Sejumlah pengendara roda dua saat melintasi jalanan di wilayah Kota Madiun, Jawa Timur tertutup abu vulkanik Gunung Kelud (14/2). Kondisi ini memaksa para pengguna jalan meningkatkan kewaspadaan dan mengenakan masker saat berkendara. TEMPO/Nofika Dian Nugroho
TEMPO.CO, Jakarta - Abu vulkanik yang menyembur dari Gunung Kelud mengguyur Daerah Istimewa Yogyakarta dan sekitarnya. Tekstur abu vulkanik ini lebih lembut jika dibandingkan dengan abu vulkanik yang dimuntahkan Gunung Merapi. Warna abu juga berbeda. Abu dari Kelud berwarna kecokelatan, sedangkan abu Merabi cenderung abu-abu.
"Kandungan kimia abu dari Kelud masih diteliti. Kalau abu Merapi kandungannya sudah jelas," kata Sri Sumarti, Kepala Seksi Gunung Merapi Balai Penyelidikan dan Pengembangan Teknologi Kebencanaan Geologi Yogyakarta, Jumat, 14 Februari 2014.
Karena teksturnya sangat lembut, abu itu sangat mudah terserap ke dalam paru-paru jika terhirup. Karena itu, masyarakat diwajibkan menggunakan masker.

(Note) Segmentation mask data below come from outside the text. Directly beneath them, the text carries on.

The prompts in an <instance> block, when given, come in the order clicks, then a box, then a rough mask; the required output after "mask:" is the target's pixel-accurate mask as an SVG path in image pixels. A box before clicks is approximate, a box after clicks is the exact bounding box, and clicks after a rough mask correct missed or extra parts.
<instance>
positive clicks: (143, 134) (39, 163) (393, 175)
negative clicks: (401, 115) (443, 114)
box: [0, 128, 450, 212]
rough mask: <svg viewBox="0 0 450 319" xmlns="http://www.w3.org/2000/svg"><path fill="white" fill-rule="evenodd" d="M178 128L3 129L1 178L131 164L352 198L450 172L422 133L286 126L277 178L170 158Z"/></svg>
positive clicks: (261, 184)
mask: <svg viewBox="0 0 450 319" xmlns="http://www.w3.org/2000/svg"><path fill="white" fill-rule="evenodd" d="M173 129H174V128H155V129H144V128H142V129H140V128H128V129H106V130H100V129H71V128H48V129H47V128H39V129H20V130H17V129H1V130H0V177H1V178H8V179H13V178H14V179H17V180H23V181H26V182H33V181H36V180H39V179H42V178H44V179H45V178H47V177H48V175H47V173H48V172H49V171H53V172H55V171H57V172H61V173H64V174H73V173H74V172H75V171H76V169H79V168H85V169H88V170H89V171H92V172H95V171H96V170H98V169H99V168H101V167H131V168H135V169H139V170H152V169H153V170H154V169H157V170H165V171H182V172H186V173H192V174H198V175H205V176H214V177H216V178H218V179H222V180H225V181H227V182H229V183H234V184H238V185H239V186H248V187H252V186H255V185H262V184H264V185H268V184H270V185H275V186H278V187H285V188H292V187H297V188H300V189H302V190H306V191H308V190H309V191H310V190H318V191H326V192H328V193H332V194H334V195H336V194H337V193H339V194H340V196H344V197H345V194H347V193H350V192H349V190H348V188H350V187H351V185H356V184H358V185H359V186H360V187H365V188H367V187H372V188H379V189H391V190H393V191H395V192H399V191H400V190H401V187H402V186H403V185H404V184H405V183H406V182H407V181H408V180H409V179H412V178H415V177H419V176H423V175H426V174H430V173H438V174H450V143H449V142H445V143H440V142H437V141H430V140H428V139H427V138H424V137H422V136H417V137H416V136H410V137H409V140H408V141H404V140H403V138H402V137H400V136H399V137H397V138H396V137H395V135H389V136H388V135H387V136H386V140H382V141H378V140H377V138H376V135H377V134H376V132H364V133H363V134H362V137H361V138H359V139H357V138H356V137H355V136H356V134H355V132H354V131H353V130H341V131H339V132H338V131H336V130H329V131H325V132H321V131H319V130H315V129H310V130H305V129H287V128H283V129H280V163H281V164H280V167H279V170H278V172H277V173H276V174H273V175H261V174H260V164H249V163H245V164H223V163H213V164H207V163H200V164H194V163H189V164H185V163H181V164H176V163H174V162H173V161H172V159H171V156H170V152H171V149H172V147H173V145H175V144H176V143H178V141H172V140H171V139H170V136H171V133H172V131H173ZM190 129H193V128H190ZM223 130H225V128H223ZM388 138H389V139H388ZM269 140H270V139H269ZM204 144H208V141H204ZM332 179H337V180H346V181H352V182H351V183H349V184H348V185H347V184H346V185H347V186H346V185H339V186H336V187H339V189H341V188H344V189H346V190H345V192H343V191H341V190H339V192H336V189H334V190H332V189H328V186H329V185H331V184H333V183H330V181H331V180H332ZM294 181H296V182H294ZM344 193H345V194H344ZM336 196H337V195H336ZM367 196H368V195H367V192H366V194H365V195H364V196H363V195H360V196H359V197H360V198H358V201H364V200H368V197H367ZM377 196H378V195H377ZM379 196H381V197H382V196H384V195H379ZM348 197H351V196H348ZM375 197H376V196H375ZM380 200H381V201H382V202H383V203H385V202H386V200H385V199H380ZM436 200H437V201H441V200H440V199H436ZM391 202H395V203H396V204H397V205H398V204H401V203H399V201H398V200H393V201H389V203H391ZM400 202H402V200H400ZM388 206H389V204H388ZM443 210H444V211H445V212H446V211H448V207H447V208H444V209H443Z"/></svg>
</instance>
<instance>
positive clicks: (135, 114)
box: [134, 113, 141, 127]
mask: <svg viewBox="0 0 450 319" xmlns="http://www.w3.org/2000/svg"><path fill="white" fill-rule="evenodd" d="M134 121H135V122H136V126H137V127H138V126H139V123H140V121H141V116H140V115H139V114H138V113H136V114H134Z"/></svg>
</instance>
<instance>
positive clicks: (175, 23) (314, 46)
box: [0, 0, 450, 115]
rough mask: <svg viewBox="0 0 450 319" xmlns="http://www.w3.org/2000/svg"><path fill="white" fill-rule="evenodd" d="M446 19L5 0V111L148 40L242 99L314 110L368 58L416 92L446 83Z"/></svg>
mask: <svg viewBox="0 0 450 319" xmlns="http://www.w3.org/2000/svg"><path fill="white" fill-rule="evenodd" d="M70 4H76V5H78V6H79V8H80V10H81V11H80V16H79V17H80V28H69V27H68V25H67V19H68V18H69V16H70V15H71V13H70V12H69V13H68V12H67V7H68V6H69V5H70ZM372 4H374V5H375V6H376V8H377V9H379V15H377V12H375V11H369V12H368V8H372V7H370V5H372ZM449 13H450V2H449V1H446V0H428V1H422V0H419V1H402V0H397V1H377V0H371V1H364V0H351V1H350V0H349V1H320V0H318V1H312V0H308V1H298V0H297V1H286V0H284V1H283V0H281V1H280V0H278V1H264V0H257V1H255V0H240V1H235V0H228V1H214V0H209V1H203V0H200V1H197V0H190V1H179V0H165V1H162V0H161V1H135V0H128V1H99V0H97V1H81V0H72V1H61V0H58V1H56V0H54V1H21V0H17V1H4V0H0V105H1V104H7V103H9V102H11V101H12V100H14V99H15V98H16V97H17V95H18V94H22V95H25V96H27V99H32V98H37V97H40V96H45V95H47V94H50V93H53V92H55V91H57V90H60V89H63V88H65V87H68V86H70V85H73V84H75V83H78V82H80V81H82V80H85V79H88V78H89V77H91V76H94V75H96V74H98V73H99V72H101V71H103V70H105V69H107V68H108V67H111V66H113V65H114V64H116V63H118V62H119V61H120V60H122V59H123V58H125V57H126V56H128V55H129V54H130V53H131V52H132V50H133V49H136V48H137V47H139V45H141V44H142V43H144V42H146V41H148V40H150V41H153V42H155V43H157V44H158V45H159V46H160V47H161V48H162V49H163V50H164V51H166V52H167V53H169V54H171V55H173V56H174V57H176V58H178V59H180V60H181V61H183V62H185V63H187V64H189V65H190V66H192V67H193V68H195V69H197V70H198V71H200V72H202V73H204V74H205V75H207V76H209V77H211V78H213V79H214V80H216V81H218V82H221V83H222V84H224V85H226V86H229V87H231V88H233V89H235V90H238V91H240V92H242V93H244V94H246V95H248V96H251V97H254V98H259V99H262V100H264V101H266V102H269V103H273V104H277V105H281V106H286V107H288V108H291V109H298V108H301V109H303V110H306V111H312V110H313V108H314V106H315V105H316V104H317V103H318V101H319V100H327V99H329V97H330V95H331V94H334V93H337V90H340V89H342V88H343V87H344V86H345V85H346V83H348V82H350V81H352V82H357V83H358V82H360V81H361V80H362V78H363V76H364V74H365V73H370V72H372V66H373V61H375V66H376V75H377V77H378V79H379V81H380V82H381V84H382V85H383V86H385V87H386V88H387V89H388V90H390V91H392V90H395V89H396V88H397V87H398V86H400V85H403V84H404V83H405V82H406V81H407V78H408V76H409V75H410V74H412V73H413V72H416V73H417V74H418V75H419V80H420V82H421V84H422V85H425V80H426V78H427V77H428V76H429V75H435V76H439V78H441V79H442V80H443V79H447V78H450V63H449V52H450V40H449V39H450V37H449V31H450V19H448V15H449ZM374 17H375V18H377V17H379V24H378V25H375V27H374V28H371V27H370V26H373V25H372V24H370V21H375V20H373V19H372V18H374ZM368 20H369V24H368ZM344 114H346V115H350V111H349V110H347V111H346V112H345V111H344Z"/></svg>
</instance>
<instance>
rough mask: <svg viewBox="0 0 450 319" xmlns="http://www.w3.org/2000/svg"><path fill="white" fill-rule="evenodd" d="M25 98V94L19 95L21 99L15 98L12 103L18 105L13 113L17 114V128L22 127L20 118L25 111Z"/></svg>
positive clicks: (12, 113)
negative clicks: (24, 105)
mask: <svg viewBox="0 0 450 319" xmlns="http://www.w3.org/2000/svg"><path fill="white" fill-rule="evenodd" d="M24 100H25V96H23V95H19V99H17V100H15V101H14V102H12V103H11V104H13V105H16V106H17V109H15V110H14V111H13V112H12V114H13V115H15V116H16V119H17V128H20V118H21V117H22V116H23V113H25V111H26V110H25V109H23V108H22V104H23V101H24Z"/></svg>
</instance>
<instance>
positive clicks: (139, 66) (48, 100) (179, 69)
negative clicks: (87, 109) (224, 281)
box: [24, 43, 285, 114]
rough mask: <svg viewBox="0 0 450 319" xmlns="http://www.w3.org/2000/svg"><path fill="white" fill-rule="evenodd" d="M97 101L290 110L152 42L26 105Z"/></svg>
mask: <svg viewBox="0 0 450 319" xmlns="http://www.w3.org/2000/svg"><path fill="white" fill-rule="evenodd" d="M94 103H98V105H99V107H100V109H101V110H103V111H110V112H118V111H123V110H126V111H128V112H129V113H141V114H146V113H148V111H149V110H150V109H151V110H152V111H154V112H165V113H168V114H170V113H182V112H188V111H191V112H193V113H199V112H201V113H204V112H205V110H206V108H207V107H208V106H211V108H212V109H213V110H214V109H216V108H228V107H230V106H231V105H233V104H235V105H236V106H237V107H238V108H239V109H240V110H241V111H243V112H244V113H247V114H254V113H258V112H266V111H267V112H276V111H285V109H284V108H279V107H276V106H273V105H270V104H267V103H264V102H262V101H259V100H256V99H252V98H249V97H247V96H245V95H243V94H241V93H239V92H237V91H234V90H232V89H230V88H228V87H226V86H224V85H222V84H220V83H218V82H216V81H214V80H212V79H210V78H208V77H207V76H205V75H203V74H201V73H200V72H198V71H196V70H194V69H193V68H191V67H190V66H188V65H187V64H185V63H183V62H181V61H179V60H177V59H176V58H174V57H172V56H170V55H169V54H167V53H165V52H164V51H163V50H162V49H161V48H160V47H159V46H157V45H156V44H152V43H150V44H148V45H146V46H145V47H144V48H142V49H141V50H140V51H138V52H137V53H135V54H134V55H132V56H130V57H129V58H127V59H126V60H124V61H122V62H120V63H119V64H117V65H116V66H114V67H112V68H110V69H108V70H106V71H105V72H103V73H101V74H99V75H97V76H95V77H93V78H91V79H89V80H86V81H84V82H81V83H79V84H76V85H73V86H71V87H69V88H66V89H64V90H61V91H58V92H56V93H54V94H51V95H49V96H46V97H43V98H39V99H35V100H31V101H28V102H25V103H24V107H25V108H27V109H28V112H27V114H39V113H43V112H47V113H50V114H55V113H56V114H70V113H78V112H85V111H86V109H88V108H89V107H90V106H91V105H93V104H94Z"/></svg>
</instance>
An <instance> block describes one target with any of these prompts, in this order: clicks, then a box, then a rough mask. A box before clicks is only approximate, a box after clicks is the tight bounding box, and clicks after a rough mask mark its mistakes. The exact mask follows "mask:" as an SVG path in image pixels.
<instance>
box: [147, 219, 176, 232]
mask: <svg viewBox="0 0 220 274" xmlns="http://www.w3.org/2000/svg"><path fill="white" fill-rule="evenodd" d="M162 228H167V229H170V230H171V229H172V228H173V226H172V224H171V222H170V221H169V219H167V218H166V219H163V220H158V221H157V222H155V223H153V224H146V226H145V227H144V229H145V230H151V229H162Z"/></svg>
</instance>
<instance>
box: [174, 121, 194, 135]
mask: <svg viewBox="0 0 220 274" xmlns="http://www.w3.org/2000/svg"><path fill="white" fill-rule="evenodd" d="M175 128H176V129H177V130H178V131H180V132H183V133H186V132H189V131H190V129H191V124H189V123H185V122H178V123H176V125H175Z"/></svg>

Walaupun bertekstur lembut, abu vulkanik dari Kelud juga sangat licin. Abu vulkanik ini akan memadat dan mengeras jika tersiram air. Ini membahayakan warga yang mengendarai mobil atau sepeda motor karena jalanan yang tertutup abu menjadi licin. Warga diminta berhati-hati.
Abu vulkanik mengandung beberapa unsur kimia. Yang paling dominan adalah silika, aluminium, kalsium, dan kadar besi.

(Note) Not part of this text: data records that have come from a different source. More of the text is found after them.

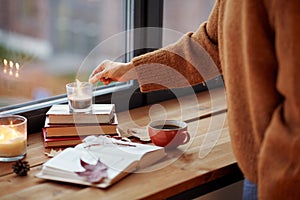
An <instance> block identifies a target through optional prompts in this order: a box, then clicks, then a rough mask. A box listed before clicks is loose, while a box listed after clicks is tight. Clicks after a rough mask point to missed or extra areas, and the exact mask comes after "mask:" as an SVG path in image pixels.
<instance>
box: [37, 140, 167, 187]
mask: <svg viewBox="0 0 300 200" xmlns="http://www.w3.org/2000/svg"><path fill="white" fill-rule="evenodd" d="M165 155H166V153H165V149H164V148H163V147H158V146H153V145H147V144H138V143H132V142H127V141H120V140H116V139H114V138H107V137H106V136H99V137H95V136H88V137H87V138H86V139H85V142H84V143H81V144H79V145H77V146H76V147H74V148H67V149H65V150H63V151H62V152H61V153H59V154H58V155H56V156H55V157H54V158H52V159H50V160H49V161H47V162H46V163H44V164H43V167H42V170H41V171H40V172H39V173H38V174H37V175H36V176H37V177H38V178H43V179H49V180H55V181H62V182H69V183H76V184H82V185H89V186H93V187H99V188H107V187H109V186H111V185H112V184H114V183H116V182H117V181H119V180H120V179H122V178H123V177H125V176H126V175H128V174H130V173H133V172H134V171H135V170H137V169H145V168H146V167H148V166H150V165H153V164H154V163H156V162H158V161H159V160H161V159H162V158H164V157H165ZM82 162H84V163H88V164H89V165H91V166H93V165H96V163H98V162H101V163H102V165H104V166H102V167H101V168H100V171H99V170H98V171H97V173H98V174H94V175H99V173H103V174H105V176H104V177H103V178H102V179H101V180H100V181H99V182H91V181H90V179H89V178H88V177H87V176H82V175H80V174H88V173H87V168H85V167H84V166H83V165H82ZM152 167H155V166H152ZM151 169H152V168H151ZM101 170H103V171H101ZM90 175H91V174H90Z"/></svg>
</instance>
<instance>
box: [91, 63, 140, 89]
mask: <svg viewBox="0 0 300 200" xmlns="http://www.w3.org/2000/svg"><path fill="white" fill-rule="evenodd" d="M136 78H137V75H136V72H135V69H134V65H133V64H132V63H131V62H129V63H120V62H113V61H110V60H104V61H103V62H102V63H101V64H100V65H99V66H98V67H96V68H95V69H94V71H93V72H92V74H91V75H90V78H89V82H90V83H96V82H97V81H101V82H103V83H104V84H105V85H108V84H109V83H111V82H112V81H118V82H126V81H129V80H134V79H136Z"/></svg>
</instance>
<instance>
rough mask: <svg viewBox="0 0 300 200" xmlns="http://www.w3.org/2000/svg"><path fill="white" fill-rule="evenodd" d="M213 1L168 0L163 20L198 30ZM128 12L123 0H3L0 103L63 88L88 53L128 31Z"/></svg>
mask: <svg viewBox="0 0 300 200" xmlns="http://www.w3.org/2000/svg"><path fill="white" fill-rule="evenodd" d="M213 3H214V1H213V0H185V1H182V0H164V17H163V20H164V21H163V26H164V28H168V29H171V30H175V31H179V32H181V33H186V32H189V31H195V30H196V29H197V28H198V26H199V25H200V23H202V22H203V21H205V20H206V19H207V17H208V15H209V13H210V10H211V8H212V6H213ZM124 12H125V11H124V2H123V0H0V107H4V106H8V105H14V104H19V103H24V102H29V101H32V100H39V99H43V98H48V97H52V96H56V95H60V94H64V93H65V85H66V83H69V82H72V81H74V80H75V78H76V75H77V72H78V69H79V67H80V65H81V64H82V62H83V60H84V59H85V57H86V56H87V55H88V54H89V53H90V52H91V51H92V50H93V49H94V48H95V47H96V46H97V45H98V44H99V43H101V42H102V41H104V40H106V39H107V38H109V37H111V36H112V35H115V34H118V33H120V32H122V31H124V24H123V23H124ZM114 50H115V49H114V44H111V45H110V48H107V49H106V51H105V52H104V53H103V54H102V55H101V56H100V57H101V58H103V59H105V58H106V57H111V56H112V55H113V54H114ZM101 58H100V60H101ZM83 73H86V76H87V77H88V75H89V74H90V73H91V71H90V70H87V71H86V72H83ZM82 81H84V80H82ZM103 87H104V86H103Z"/></svg>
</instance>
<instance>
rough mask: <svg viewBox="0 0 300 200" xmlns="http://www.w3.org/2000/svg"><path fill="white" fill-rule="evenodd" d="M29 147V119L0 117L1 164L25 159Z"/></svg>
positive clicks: (3, 116)
mask: <svg viewBox="0 0 300 200" xmlns="http://www.w3.org/2000/svg"><path fill="white" fill-rule="evenodd" d="M26 147H27V119H26V118H25V117H23V116H19V115H9V116H0V162H12V161H16V160H20V159H23V158H24V157H25V155H26Z"/></svg>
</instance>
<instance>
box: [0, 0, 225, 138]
mask: <svg viewBox="0 0 300 200" xmlns="http://www.w3.org/2000/svg"><path fill="white" fill-rule="evenodd" d="M123 7H124V13H123V19H124V23H123V24H124V30H125V31H127V32H128V34H127V35H126V39H125V43H124V45H125V51H126V52H129V53H126V54H124V61H125V62H128V61H129V60H131V59H132V58H133V57H135V56H138V55H141V54H144V53H147V52H149V51H153V50H155V49H143V48H138V46H137V45H145V44H146V42H147V41H151V40H148V39H149V37H155V39H156V41H157V42H158V43H157V44H156V46H158V47H161V46H162V31H161V32H160V31H159V30H161V29H157V30H158V32H157V33H156V34H155V35H154V36H153V35H150V34H147V33H146V32H141V33H140V32H139V34H134V35H133V34H132V32H131V31H128V30H132V29H135V28H143V27H159V28H162V25H163V0H123ZM153 13H155V14H153ZM152 41H153V40H152ZM132 49H138V50H136V51H133V50H132ZM220 82H221V81H220ZM117 84H118V83H117ZM215 85H216V87H217V86H218V83H216V84H215ZM134 88H136V89H135V90H134V92H133V93H132V95H131V97H130V101H129V105H126V107H122V106H116V111H117V112H119V111H124V110H126V109H133V108H137V107H141V106H144V105H148V104H154V103H157V102H161V101H164V100H168V99H172V98H176V97H178V94H179V95H180V96H183V95H187V94H189V93H190V90H185V89H184V88H183V89H176V96H175V95H174V93H173V92H174V90H173V92H172V91H170V90H163V91H156V92H150V93H141V92H140V90H139V87H138V82H137V81H129V82H128V83H127V84H118V88H116V85H111V86H108V87H106V88H101V89H99V90H97V91H95V92H94V95H95V96H94V102H95V103H114V102H111V101H112V94H113V93H114V94H115V93H117V95H118V97H119V98H122V97H125V98H126V97H127V96H126V95H128V92H132V89H134ZM193 89H194V91H195V92H200V91H204V90H207V88H206V87H205V86H204V85H202V84H200V85H197V86H194V87H193ZM187 91H189V92H187ZM58 103H59V104H66V103H67V97H66V94H63V95H59V96H55V97H50V98H48V99H46V100H38V101H32V102H29V103H24V104H19V105H12V106H7V107H3V108H0V115H4V114H5V115H7V114H19V115H23V116H25V117H26V118H27V119H28V124H27V125H28V133H29V134H30V133H35V132H41V130H42V128H43V126H44V123H45V117H46V112H47V111H48V110H49V108H50V107H51V106H52V105H53V104H58Z"/></svg>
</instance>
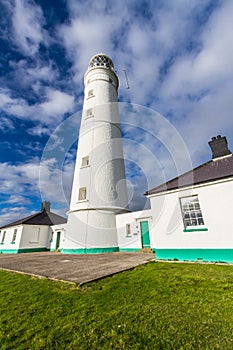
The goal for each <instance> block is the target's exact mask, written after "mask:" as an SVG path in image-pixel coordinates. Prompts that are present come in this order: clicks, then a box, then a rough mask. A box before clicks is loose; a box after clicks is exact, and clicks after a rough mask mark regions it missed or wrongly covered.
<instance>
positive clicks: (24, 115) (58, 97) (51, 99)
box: [0, 88, 74, 125]
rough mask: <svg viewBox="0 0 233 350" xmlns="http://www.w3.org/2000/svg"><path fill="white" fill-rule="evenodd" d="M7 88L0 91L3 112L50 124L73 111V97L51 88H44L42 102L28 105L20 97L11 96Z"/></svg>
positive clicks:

Badan Penanggulangan Bencana Daerah (BPBD) Daerah Istimewa Yogyakarta menyiapkan 100 ribu masker gratis. Setiap kabupaten rata-rata menyiapkan 20 ribu masker. Masker-masker itu sudah dibagikan kepada masyarakat.

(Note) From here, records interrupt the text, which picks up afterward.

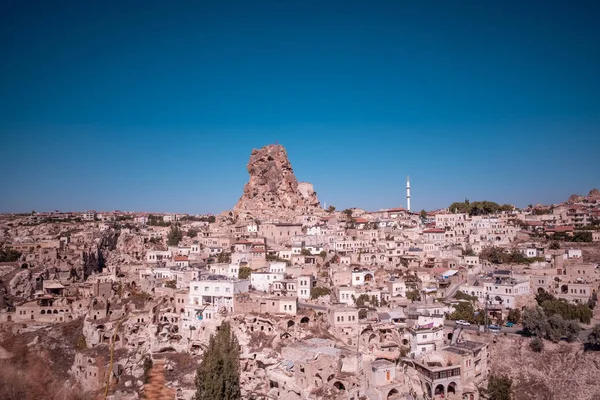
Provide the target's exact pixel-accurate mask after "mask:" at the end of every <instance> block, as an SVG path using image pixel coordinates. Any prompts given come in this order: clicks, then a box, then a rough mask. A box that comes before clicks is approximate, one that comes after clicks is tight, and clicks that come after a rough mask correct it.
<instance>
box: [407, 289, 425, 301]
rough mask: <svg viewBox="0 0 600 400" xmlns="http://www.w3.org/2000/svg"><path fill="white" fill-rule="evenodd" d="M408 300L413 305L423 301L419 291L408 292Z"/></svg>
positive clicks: (407, 293) (411, 290)
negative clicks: (408, 299)
mask: <svg viewBox="0 0 600 400" xmlns="http://www.w3.org/2000/svg"><path fill="white" fill-rule="evenodd" d="M406 298H407V299H409V300H410V301H411V302H412V303H414V302H415V301H419V300H421V294H420V293H419V291H418V290H409V291H408V292H406Z"/></svg>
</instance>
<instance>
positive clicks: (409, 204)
mask: <svg viewBox="0 0 600 400" xmlns="http://www.w3.org/2000/svg"><path fill="white" fill-rule="evenodd" d="M406 209H407V210H408V212H410V177H409V176H408V175H407V176H406Z"/></svg>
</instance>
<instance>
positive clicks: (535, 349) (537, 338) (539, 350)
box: [529, 337, 544, 353]
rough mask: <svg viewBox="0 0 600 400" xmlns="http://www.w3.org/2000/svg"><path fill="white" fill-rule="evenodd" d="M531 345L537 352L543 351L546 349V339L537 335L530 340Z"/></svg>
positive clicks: (538, 352) (530, 345) (541, 351)
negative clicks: (541, 337)
mask: <svg viewBox="0 0 600 400" xmlns="http://www.w3.org/2000/svg"><path fill="white" fill-rule="evenodd" d="M529 347H530V348H531V350H533V351H534V352H536V353H541V352H542V351H543V350H544V341H543V340H542V339H540V338H538V337H535V338H533V339H532V340H531V342H529Z"/></svg>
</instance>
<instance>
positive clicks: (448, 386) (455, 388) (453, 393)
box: [447, 382, 456, 394]
mask: <svg viewBox="0 0 600 400" xmlns="http://www.w3.org/2000/svg"><path fill="white" fill-rule="evenodd" d="M447 390H448V394H450V393H452V394H456V382H450V383H449V384H448V389H447Z"/></svg>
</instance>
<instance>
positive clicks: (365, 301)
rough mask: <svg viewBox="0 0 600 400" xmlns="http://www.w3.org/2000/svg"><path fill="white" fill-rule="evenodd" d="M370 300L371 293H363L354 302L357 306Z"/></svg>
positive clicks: (360, 306) (362, 304)
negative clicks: (368, 294) (369, 295)
mask: <svg viewBox="0 0 600 400" xmlns="http://www.w3.org/2000/svg"><path fill="white" fill-rule="evenodd" d="M368 301H369V295H368V294H364V293H363V294H361V295H360V296H358V297H357V298H356V299H355V300H354V304H356V306H357V307H362V306H364V305H365V303H367V302H368Z"/></svg>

Kepala Dinas Kesehatan Sleman Mafilidati Nuraini mengimbau masyarakat agar mengenakan masker. Sebab, abu vulkanik bisa mengakibatkan penyakit ISPA atau infeksi saluran pernapasan akut. "Kami berkoordinasi dengan instansi terkait dalam menyikapi masalah hujan abu Kelud," kata dia.